New Agers are pretty much split into two groups: believers (tragic) and con men (criminals). The Self-Help And Actualization Movement (S.H.A.M.) is split into two ideologies: victimS (you aren't responsible for what happens) and empowerment (you're totally responsible for what happens). Needless to say, I'll gladly tell you anything you want to know on the subject.
Unfortunately (because it's woo-woo stuff) sources can be sketchy - you're dealing with weirdos and criminals - but it's out there and can be nailed down. Also unfortunate is the fact the media (print, TV, online) is complicite - because it sells:
Mysteries of the Unknown, Silvia Browne on Montel, Oprah's various New Age obsessions, and stuff like that.

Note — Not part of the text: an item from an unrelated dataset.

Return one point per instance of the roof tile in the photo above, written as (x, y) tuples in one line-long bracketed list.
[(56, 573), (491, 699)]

Newspaper articles that ask "Is Homeopathy Fake?" when they know it's just water.
Director David Lynch trying to get Transcendental Meditation, specifically, in inner city schools.
The way nobody asks Scientologists hard questions about the people they've killed, or the lives they've destroyed, and their political ambitions.
On to politics:
I was in the Navy but I started off hating Bush and Co. like everyone else. Total Michael Moore fan. But then, I checked Michael Moore's "facts" online and - lo and behold - none of it held up. None of it. (And it didn't take much for it to start cracking open.) That started an odessey that continues to this day.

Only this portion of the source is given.